California Governor Gavin Newsom has signed two laws that hit recalls, one of which makes a big change to local recall laws for non-charter counties and most localities in the state. However, the impact is unlikely to be what proponents hope.
The more important new law (AB 2582) will remove replacement races for local recall elections in all non-charter cities that use their own laws, and replace it with the "Automatic Replacement" or Replace as by law" model. The legislators are focused on what they claim is hyper-partisanship. In op-eds with my colleagues David Carrillo and Steven Duvernay, we've been quite critical of this approach. It simply removes the ability of voters to make the choice. Based on Oregon's experience with this law, we should not expect any drop off in recalls. Oregon (a state a fraction of California) using the automatic replacement model and has had approximately the same number of recalls over the last 12 years. This will not affect State-level recalls like Governor or state Senator. Nor will it affect charter cities, such as Los Angeles or San Francisco. But the impact will be felt state wide.

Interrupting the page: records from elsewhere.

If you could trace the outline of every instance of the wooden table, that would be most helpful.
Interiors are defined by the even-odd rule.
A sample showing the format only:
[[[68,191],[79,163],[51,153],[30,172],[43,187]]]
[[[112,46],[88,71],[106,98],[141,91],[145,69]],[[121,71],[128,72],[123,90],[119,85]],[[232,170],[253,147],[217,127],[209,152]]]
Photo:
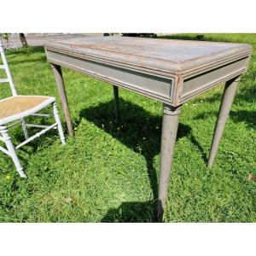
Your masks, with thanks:
[[[252,47],[233,43],[97,37],[49,42],[45,50],[71,136],[73,131],[61,66],[113,84],[117,118],[119,87],[163,102],[158,195],[158,219],[161,220],[182,104],[226,82],[208,159],[211,167]]]

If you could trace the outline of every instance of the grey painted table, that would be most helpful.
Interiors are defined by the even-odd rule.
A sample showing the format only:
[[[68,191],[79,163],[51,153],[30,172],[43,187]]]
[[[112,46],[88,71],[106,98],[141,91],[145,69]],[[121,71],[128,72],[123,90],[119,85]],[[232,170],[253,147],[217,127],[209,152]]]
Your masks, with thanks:
[[[158,219],[161,220],[182,104],[226,82],[208,159],[211,167],[252,47],[231,43],[97,37],[49,42],[45,50],[71,136],[73,131],[61,66],[113,84],[116,118],[119,87],[163,102],[158,195]]]

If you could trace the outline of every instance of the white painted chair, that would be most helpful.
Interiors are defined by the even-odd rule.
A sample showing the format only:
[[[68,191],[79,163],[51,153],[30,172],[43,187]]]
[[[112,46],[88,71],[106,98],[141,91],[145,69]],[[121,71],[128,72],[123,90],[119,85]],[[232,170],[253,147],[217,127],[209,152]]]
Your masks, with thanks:
[[[0,100],[0,135],[2,135],[0,136],[0,141],[4,143],[6,146],[6,148],[0,146],[0,150],[11,157],[20,176],[21,177],[26,177],[15,150],[37,138],[38,137],[44,134],[50,129],[56,128],[59,131],[62,144],[65,144],[64,133],[58,113],[55,99],[54,97],[45,96],[18,96],[4,55],[1,40],[0,53],[3,64],[0,65],[0,69],[4,69],[7,76],[5,79],[0,79],[0,83],[9,83],[13,94],[13,96],[10,97]],[[52,105],[53,107],[53,114],[38,113],[49,105]],[[26,124],[24,118],[29,115],[46,118],[54,117],[55,122],[51,125]],[[8,129],[20,122],[21,122],[26,140],[20,145],[15,147],[8,133]],[[9,123],[11,124],[8,125],[7,124]],[[27,127],[40,128],[42,131],[34,136],[29,137]]]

The second bill (AB 2584) plays a bit around the edges on recall law, including raising the amount of signatures for the original petition (that amount is very small,, so for jurisdictions with less than 100,000 registereds, it goes from 10 to 30) and makes changes to the law regarding statements (the petitions need to be available for review).
Perhaps most importantly, it allows a potential push back to the date of a recall. Under the new law, a new recall can waiting to occur for as much as 180 days from filing if it can be consolidated with an a pre-existing Election Day. It previously was 88-125 days, so this will delay recalls a bit more.